That's silly math and a silly conclusion to make. Contador beat Schleck by 1:44 in last year's ITT. A 50km time trial is vastly different from a 9km prologue.

I'm pretty sure that Schleck trains hard enough, and his time trialing will improve with age.


----------



## dwgranda

Contador gets along with all the guys in the peloton. I'm sure Boonen would give him a break, we should too.


----------



## pretender

yater said:


> Click on his name and hit "ignore so-and-so" (I don't remember his name).


Using the ignore button is dorky enough, but telling the world you did only encourages the guy.


----------



## shabbasuraj

dwgranda said:


> Contador gets along with all the guys in the peloton. I'm sure Boonen would give him a break, we should too.


+1 lol


----------



## shabbasuraj




----------



## nayr497

What is going on with that photo of Boonen and Contador? 

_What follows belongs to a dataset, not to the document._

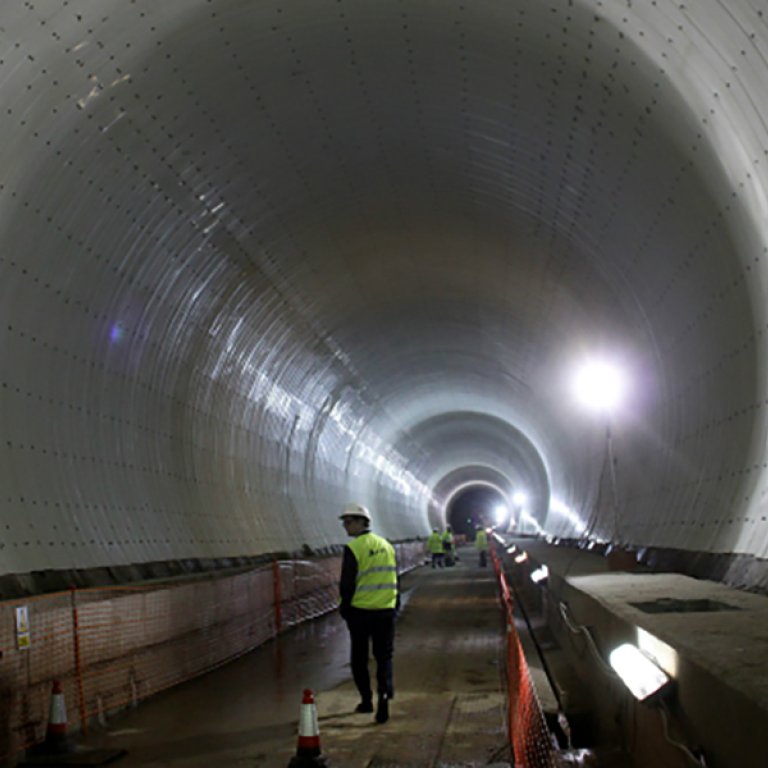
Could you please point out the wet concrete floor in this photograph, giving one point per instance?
(449, 707)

I've never seen that...is it real or a fake? Sea World after winning the Super Bowl?


----------



## BobH

Maybe Andy can arrange to have the "Attack Sheep" in the ITT...


----------



## tinkerbeast

dwgranda said:


>


ahh... a lesser known uci pro tour race: the dolphin-e libere

that dolphin seems to be attacking contador.. wonder if his chain came off


----------



## nayr497

Anyone have the video of the final 10 kms? Keski normally posts them...must be out riding today. I can't always find them on youtube.

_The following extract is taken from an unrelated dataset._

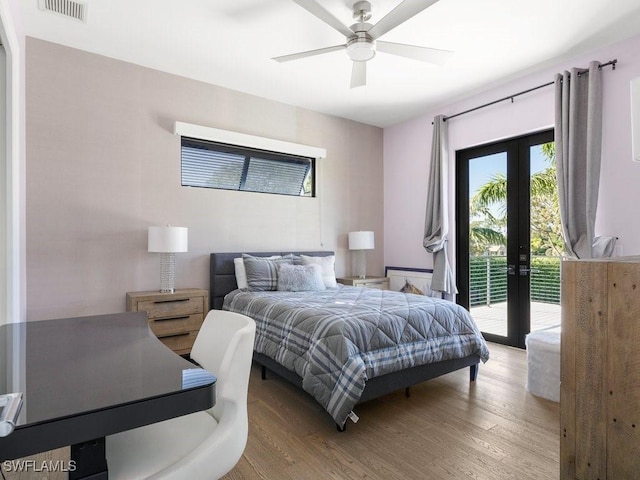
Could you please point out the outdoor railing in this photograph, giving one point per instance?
(488, 279)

Ah ha ha the Dolphin race, I see


----------



## M-theory

Thorlac said:


> But that leaves us with the fact, that the only stage Conta took time from AS, was when AS lost his chain... I really don't like LA much, but I don't think he ever won a Tour *that* way.



In addition to the prologue, Conti also took 10 seconds from Andy on the stage where he passed Vino, costing Vino the stage. Everybody was annoyed that Contador attacked his own team-mate and argued that the 10 second gain on Schleck wasn't worth it. But it does prove that AC was able to attack and gain some time. Whereas Schleck gained all his time on the controversial stage 3 cobblestones where Conti broke a spoke.


----------



## Salsa_Lover

Thorlac said:


> You're right - but not because he didnt want to... The ONLY time he left AS behind, was when he passed Andy, while Andy was trying to get his chain back on. Claiming he didn't notice Andy had technical problems is like claiming he was temporary blind.
> 
> Imo he couldn't outpace Andy or he would have. He might be the better ITT, but what if he gets a flat or other difficulties? Then 8 seconds wont be a comfortable lead... Karma cuold still decide this Tour  Imho Contador has not proven to be the better rider. Andy won one stage well ahead of Conta, and Conta hasn't been able to drop Andy at any time yet. As said time and again, the ITT might just be it - but for Contador to bet on the ITT *is* a gamble - anyone can get a flat or worse.


Conti put 30 second on Andy at the prologue. ( Conti 27", Andy 57" )

Andy got 73 seconds on Conti at the 3rd Stage on the pavés thanks to Frank's crash and Conti's mechanical ( Andy 4h 49' 38", Conti 4h 50' 51" )

This is the main fact, this is what gave the half minute advantage to Andy that allowed him to get the Yellow later on.

they exchanged 10 seconds one climbing stage each.

Conti took 39 seconds on Andy thanks to the dropped chain event, remember here that Andy had took 73 thanks to Conti's mechanical.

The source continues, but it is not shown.